Inspiration von Kunst und Architektur
Albert Kriemlers Kreationen wirken minimalistisch, klar in den Schnitten. Auffällig sind seine poetischen Stoffdesigns. Albert Kriemler holt sich seine Inspiration aus der Kunst, der Fotografie oder der Architektur.
«Ich kann nicht nur im Fashionghetto sein», sagt er. «Ich habe angefangen, in Galerien und Ausstellungen zu gehen und habe gemerkt, wie viel inspirierter ich immer wieder aus Gesprächen mit anderen Kreativen komme.»
So hat er sich beispielsweise vom schottischen Künstler Ian Hamilton Finlay inspirieren lassen und Ansichten von dessen Garten auf Stoff drucken lassen.
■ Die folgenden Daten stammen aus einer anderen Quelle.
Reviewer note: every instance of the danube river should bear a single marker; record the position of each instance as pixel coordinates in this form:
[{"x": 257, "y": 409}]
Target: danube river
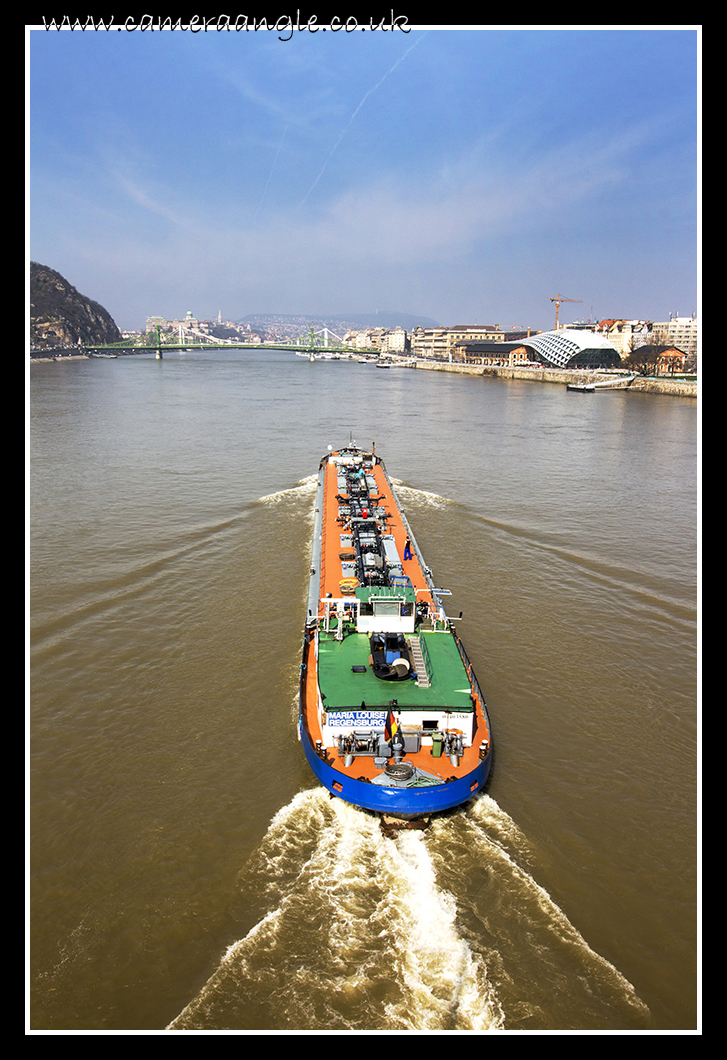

Oder er hat LED-Fäden in einen schwarzen Stoff weben lassen. Seine Abendkleider sollten aussehen wie der Sternenhimmel in einer Arbeit des deutschen Fotografen Thomas Ruff.
Akris gibt es unterdessen seit gut 100 Jahren. Bald nähern sich die aktuellen Firmenleiter dem Pensionsalter. Wie es weitergeht, sei momentan noch offen: «Es gibt eine vierte Generation aus der Familie meiner Geschwister», sagt der 62-jährige Albert Kriemler. «Es gibt, sage ich jetzt mal, einen Hoffnungsschimmer.» Ans Aufhören denken die Brüder Kriemler jedoch vorerst nicht.